Chapter 191: The Inheritance of Ash
Chapter 191: The Inheritance of Ash
The first sensation that reached Olivia was warmth.
It wasn’t peace—merely warmth. It felt heavy and alien, as if her physical self had been hauled back from a threshold it wasn’t yet ready to leave.
Her eyelids parted with agonizing slowness. Above, the ceiling was a dim expanse, its edges blurred and fraying like a memory that refused to anchor itself in the present.
She remained motionless for a long beat. She simply lay there, submerged in the silence, listening.

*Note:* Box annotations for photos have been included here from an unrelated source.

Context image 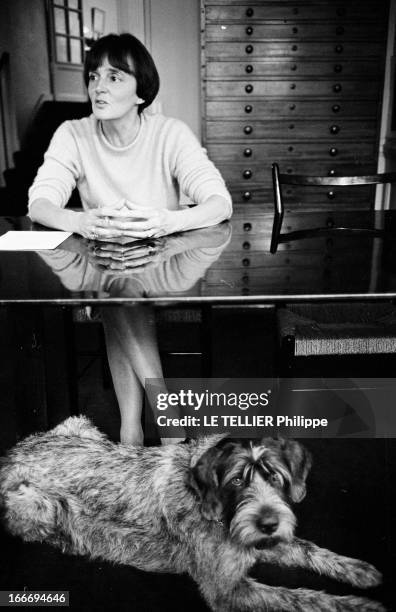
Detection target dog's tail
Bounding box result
[0,480,64,542]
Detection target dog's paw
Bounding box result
[334,595,386,612]
[341,558,382,589]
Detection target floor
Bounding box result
[0,310,396,612]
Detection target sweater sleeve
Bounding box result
[171,121,231,204]
[29,121,81,208]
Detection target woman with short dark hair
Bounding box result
[29,34,232,445]
[29,34,232,239]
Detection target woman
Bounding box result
[29,34,232,239]
[29,34,232,445]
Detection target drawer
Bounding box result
[206,119,376,140]
[228,182,375,212]
[205,20,386,44]
[216,160,374,184]
[205,40,384,62]
[207,139,376,161]
[206,98,378,119]
[205,78,381,103]
[205,0,387,24]
[206,59,382,81]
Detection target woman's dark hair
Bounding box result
[84,34,159,113]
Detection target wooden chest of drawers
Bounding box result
[201,0,389,210]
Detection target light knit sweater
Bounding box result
[29,113,231,210]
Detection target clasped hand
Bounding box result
[88,238,166,276]
[78,200,174,240]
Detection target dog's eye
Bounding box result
[231,478,243,487]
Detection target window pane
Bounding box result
[70,38,82,64]
[54,9,66,34]
[69,11,81,36]
[55,36,68,62]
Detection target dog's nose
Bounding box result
[258,514,279,535]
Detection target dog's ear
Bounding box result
[281,440,312,503]
[188,446,223,521]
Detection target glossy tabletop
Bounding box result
[0,209,396,305]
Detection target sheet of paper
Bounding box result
[0,231,71,251]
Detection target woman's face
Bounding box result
[88,58,143,121]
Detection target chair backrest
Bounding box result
[270,163,396,253]
[272,163,396,215]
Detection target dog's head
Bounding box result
[189,438,311,547]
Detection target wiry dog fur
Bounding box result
[0,417,383,612]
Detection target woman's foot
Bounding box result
[120,425,144,446]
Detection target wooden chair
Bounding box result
[270,163,396,376]
[270,163,396,253]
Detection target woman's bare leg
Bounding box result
[102,306,184,445]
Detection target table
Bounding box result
[0,211,396,306]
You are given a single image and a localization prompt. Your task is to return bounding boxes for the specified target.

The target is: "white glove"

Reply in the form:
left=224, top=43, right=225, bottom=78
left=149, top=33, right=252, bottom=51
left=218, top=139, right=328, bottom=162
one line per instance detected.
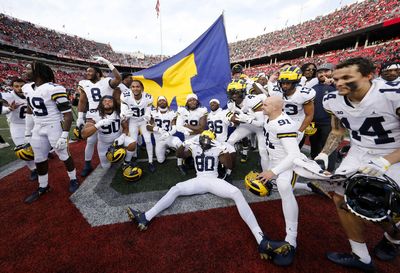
left=93, top=56, right=115, bottom=70
left=183, top=127, right=193, bottom=136
left=314, top=153, right=329, bottom=170
left=237, top=114, right=255, bottom=123
left=358, top=157, right=391, bottom=176
left=143, top=115, right=151, bottom=122
left=160, top=130, right=171, bottom=140
left=114, top=134, right=126, bottom=146
left=94, top=118, right=113, bottom=130
left=54, top=131, right=68, bottom=150
left=24, top=136, right=32, bottom=143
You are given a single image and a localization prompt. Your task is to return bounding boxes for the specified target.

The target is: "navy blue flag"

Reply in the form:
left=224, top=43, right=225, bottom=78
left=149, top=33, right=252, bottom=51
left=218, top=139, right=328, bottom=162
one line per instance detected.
left=133, top=15, right=231, bottom=108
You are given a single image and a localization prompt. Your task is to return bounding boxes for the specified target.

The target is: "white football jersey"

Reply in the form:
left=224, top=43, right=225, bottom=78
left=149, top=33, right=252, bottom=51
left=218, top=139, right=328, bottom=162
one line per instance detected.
left=121, top=89, right=153, bottom=122
left=270, top=86, right=315, bottom=129
left=151, top=110, right=176, bottom=132
left=178, top=107, right=208, bottom=126
left=78, top=77, right=114, bottom=112
left=90, top=111, right=122, bottom=142
left=207, top=108, right=230, bottom=142
left=22, top=82, right=71, bottom=123
left=264, top=113, right=298, bottom=162
left=1, top=90, right=27, bottom=124
left=189, top=137, right=223, bottom=177
left=323, top=81, right=400, bottom=150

Then, she heard it: a soft, uneven hitch of breath nearby.
Olivia tilted her head by a fraction. Isabella was there.
She was slumped in a chair that had been dragged too close to the bedside, her posture broken by exhaustion. One of her hands lay anchored near Olivia’s arm—a tether maintained even in sleep, as if she had been terrified that Olivia might slip away the moment she closed her eyes.
The sight offered no solace. Instead, it brought a renewed weight—a quiet, unrelenting reminder of a reality she was no longer permitted to forget.
Olivia shifted, a movement so slight it was barely a ripple beneath the sheets.
Isabella stirred instantly. Her eyes snapped open, bright with the jagged alertness of someone who had been guarding a ghost rather than seeking rest.
"...Olivia?"
Her voice fractured as she spoke the name.
For a long, hollow moment, the air between them remained undisturbed. Then, Isabella let out a long, shuddering exhale, a sound that carried the weight of hours spent in suffocating suspense.
"You’re awake."
Olivia blinked, the movement deliberate and slow. Her voice, when it came, was a dry rasp. "I was asleep?"
Isabella didn’t offer a direct reply. Instead, she rose at once, her movements jerky and urgent, as if she feared that any stillness would invite the return of the previous night’s chaos.
"You need to listen to me," she said, her voice dropped to a conspiratorial hush.
Olivia’s gaze drifted toward the window, her eyes tracking the grey light of a world she no longer recognized. "I don’t think I feel like listening."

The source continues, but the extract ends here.